Molecular Interactions of Sarcolipin and Phospholamban Using Fluorescence Resonance Energy Transfer (FRET) in Live Cells

Abstract

We have used fluorescence resonance energy transfer (FRET) microscopy to measure the binding affinities of four protein interactions in muscle to elucidate the binding events that occur during the formation of the SERCA super-inhibitory complex. Calcium is transported into the sarcoplasmic reticulum (SR) during muscle relaxation by the sarcoplasmic reticulum Ca- ATPase (SERCA), which is separately regulated by two transmembrane proteins, sarcolipin (SLN) and phospholamban (PLB). It has been proposed that when SERCA, SLN, and PLB are all expressed in the same muscle cell, the three proteins bind together in a super-inhibitory ternary complex, which decreases SERCA calcium transport by 50%. A key intermediate to this proposed ternary complex is the SLN:PLB heterocomplex. In my project, FRET microscopy was used to confirm the presence of the SLN:PLB heterocomplex and to directly quantitate the degree physical interaction between the two proteins in live cells. For comparison, FRET microscopy was also used to quantify SLN:SLN, SLN:SERCA, and PLB:SERCA interactions.
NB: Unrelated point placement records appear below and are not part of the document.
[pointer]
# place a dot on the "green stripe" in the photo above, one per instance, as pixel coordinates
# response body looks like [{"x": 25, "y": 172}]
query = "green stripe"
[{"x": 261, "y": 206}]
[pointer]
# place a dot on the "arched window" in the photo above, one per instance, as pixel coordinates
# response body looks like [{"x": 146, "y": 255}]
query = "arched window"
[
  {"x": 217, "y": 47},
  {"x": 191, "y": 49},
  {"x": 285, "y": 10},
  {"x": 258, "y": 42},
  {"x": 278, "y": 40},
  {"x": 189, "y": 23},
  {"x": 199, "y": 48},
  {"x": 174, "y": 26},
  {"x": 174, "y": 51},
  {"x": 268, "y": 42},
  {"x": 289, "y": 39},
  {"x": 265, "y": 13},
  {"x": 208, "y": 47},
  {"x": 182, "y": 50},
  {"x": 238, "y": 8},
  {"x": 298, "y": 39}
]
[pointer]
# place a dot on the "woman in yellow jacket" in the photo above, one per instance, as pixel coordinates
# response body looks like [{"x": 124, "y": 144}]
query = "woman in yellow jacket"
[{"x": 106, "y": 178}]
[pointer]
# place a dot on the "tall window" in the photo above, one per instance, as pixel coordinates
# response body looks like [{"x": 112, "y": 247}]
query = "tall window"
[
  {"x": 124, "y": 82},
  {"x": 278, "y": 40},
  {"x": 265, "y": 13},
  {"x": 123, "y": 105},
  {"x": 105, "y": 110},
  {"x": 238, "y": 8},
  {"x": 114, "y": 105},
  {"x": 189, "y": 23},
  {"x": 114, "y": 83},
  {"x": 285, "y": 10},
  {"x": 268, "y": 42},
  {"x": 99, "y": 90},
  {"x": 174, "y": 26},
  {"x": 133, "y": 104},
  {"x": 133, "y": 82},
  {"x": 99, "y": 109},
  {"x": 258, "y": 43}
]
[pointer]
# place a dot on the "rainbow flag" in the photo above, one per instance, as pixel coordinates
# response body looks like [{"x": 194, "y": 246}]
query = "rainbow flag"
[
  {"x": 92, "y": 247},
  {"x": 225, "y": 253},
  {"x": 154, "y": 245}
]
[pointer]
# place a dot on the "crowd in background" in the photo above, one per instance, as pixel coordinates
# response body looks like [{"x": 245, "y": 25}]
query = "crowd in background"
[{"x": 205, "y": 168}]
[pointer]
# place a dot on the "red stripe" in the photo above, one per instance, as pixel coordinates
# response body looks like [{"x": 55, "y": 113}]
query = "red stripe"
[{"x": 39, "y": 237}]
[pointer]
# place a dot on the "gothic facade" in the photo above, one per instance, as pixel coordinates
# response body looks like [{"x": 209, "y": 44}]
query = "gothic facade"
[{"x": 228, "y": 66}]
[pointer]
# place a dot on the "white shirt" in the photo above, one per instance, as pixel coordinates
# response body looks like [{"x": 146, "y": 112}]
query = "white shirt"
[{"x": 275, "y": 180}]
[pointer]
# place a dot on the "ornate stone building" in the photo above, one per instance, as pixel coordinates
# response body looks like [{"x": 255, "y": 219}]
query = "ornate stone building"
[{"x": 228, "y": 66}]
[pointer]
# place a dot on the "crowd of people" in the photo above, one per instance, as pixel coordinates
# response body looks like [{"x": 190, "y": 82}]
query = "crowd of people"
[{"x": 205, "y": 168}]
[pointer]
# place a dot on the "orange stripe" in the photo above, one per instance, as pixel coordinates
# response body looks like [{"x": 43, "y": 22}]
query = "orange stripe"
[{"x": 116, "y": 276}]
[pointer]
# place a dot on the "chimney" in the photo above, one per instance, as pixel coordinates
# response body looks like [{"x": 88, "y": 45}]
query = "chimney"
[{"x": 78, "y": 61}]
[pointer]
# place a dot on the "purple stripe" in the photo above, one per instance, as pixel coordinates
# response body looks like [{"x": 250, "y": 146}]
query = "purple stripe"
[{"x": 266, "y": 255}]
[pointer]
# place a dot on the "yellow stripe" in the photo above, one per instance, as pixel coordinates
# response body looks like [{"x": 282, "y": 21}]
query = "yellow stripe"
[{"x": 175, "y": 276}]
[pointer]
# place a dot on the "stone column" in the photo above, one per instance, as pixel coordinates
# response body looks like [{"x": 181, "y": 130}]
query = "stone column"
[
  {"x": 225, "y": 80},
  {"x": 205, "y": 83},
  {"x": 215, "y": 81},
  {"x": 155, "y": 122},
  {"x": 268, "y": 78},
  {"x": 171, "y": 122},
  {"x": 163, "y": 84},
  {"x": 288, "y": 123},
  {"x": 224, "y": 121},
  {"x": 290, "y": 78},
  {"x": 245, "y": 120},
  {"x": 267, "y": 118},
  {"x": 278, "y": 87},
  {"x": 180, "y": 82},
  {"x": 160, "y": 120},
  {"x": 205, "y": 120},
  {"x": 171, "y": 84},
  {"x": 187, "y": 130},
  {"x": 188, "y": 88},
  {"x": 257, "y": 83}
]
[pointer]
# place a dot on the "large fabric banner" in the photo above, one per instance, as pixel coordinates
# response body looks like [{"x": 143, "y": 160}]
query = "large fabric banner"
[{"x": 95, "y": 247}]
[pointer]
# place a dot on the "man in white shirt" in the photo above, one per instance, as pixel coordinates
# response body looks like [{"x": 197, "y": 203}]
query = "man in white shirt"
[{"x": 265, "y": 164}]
Average FRET was directly calculated for each protein:protein interaction on a cell-to-cell basis. In addition, a Michaelis-Menten binding model and non-linear Hill fitting were used to calculate the dissociation constant for each protein interaction and the intrinsic distance between fluorescent probes. FRET results indicated that SLN and PLB form a low affinity heterodimer in cells with a distance of 4.6 nm between subunits. FRET results also show that SLN:SLN has the highest binding affinity of the four interactions while SERCA:SLN and SERCA:PLB have medium binding affinities relative to SLN:PLB and SLN:SLN. We propose that SLN and PLB first bind independently to SERCA and then bind to each other to induce the super-inhibitory SERCA ternary complex.